Not only did the court withdraw the Department’s authority to seize these borrowers’ tax refunds, it ruled that the Department of Education must consider the borrower defense application submitted by the Massachusetts Attorney General on behalf of all Massachusetts Corinthian students – an important acknowledgement of the power of Attorneys General to submit borrower defense claims on behalf of their constituents.

This ruling is especially critical for the many thousands of Massachusetts students who have been cheated by Corinthian, because many of them are not aware that they are eligible for borrower defense, or don’t know how to apply. The Department has callously exploited that fact, mercilessly collecting and coercing payments from students while fully aware that debts from Corinthian are invalid.

This government theft of tax refunds, especially when those tax refunds are really anti-poverty benefits like the earned income tax credit, is unconscionable. The Department of Education shouldn’t need a court ruling to understand that.

The Department of Education has the power and the obligation to do the right thing and immediately cancel the debt of all Corinthian borrowers, all of whom were cheated on the government’s watch.

Any former student who was cheated by their school can apply to discharge their federal student loan debt. This website has information about borrower defense, and a link to the Department of Education’s Universal Borrower Defense form.

A Winning Streak For Student Borrowers

Students Won Several Major Victories This Month Against the Department of Education.

After years of delay by the Department of Education, student borrowers represented by the Project on Predatory Student Lending are finally winning their rights in courts. On four separate occasions this month, judges rebuked the Department, struck down illegal policies, and ruled in favor of students.

These recent rulings and decisions demonstrate that student borrowers have, and can enforce, their rights against the Department of Education and predatory for-profit colleges. These wins are a testament to our clients’ perseverance and willingness to stand up to the Department and drive change for student borrowers who attended for-profit colleges across the nation.

In the past three weeks alone, student borrowers won the following cases:

The 2016 Borrower Defense Rule is Now in Effect.

Students thwarted the Department of Education and the for-profit college industry’s attempts to prevent the implementation of the 2016 borrower defense rule. This rule includes a set of important protections for student loan borrowers from predatory schools, including their right to bring their claims in courts instead of in arbitration if their school participates in the federal student loan program. The Department finally backed down from its stubborn delays after all of its arguments were rejected by the court. The judge also rejected an industry attempt to stop the 2016 borrower defense rules from taking effect. As a result, the rule took effect on October 16, 2018 after more than a year of illegal delays.

These victories are a rebuke to both the Department of Education and the for-profit college industry. Students did not stop fighting to get this rule implemented, and now, because of their willingness to fight, these important and long-delayed rules are in effect.

Read more about the borrower defense rulings and the cases Bauer v. DeVos and CAPPS v. DeVos.

The Department Cannot Seize Tax Refunds from Borrower Defense Applicants.

On October 25, 2018, a federal judge ruled that the Department of Education had illegally taken the tax refunds of two former Corinthian College students to pay their student loans, without addressing the assertion, made in borrower defense applications, that their loans are fraudulent and unenforceable. As a result of this ruling, all student loan borrowers are protected from having their income tax credit seized to pay their federal student loans while their borrower defense applications are pending. This win is one step toward stopping the Department’s long-standing and utter disregard for the rights of students who have been subjected to the harmful practices of the predatory for-profit college industry.
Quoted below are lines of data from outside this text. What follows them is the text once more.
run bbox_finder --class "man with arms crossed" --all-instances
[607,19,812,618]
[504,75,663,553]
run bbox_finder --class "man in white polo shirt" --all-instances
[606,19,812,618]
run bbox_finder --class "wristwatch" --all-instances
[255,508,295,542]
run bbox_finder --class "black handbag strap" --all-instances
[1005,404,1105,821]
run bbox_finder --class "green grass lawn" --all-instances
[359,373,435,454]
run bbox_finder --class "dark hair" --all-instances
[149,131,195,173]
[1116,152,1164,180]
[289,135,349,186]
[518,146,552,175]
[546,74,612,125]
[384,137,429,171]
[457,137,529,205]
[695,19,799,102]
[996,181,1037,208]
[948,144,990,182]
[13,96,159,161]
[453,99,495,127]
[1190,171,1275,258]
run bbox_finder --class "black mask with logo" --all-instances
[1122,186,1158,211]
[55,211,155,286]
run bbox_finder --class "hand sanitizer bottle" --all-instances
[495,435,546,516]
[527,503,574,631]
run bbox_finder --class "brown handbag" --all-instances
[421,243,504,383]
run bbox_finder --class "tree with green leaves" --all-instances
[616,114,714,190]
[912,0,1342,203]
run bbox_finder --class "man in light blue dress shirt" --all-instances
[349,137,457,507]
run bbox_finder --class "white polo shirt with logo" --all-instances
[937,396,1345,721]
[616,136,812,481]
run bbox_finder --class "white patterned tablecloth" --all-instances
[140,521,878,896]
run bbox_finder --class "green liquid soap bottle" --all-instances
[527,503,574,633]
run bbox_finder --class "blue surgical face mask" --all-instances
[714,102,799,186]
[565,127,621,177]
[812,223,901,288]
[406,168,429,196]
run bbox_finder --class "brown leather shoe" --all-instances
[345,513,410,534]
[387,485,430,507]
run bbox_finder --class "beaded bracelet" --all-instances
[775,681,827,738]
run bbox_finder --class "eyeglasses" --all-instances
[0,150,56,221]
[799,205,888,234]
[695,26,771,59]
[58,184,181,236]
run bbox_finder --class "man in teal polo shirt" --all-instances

Read more about the victory in Williams v. DeVos.

Corinthian Colleges Students Win Class Certification, and Elected Officials Call on the Department to Cancel All Corinthian Debt.

On October 15, a judge certified a class of Corinthian Colleges borrowers, allowing these students to team up to fight for the full loan cancellation they legally are owed. The Project on Predatory Student Lending and Housing and Economic Rights Advocates (HERA) represent the students in the class action lawsuit Calvillo Manriquez v. DeVos.

That same day, a group of elected officials and organizations from across the country called on the Department of Education to cancel the debts of all Corinthian College students once and for all.

Read more about the #CancelCorinthian campaign.

65 Years, Countless Voices – Haben Girma ’13


This profile was published by Harvard Law Today on October 4, 2018. 

This September, Harvard Law School commemorated 65 years since women first graduated from Harvard Law School. Since that historic milestone, the number of women at HLS has grown dramatically from 13 women in the Class of 1953 to women making up nearly 50 percent of the incoming class in 2018.

On Sept. 14-15, hundreds of alumnae gathered on campus for Celebration 65 to commemorate this anniversary and celebrate HLS alumnae’s contributions to the legal profession and society.

In the “Countless Voices” video series, alumni from across the generations share their HLS experience and explain the difference their legal education has made in their lives.

In this segment, Haben Girma ’13, the first deaf-blind student to graduate from HLS, discusses her advocacy on behalf of individuals with disabilities and her work at the intersection of law, education and civil rights. Read more about Haben Girma’s journey to HLS and her career as an advocate.

No Crime to be Poor; LSC Alum Blake Strode to Lead St. Louis Civil Rights Law Firm

This article was originally published by Harvard Law Today on June 26, 2018.

By Elaine McCardel

There is no shortage of serious legal issues facing poor people in Greater St. Louis, especially people of color, says Blake Strode ’15, who was born and raised in the area. Just three years out of HLS, Strode is back home fighting the criminalization of poverty as executive director of ArchCity Defenders, a nonprofit civil rights law firm in St. Louis that has filed landmark cases that have already improved the lives of tens of thousands of low-income people.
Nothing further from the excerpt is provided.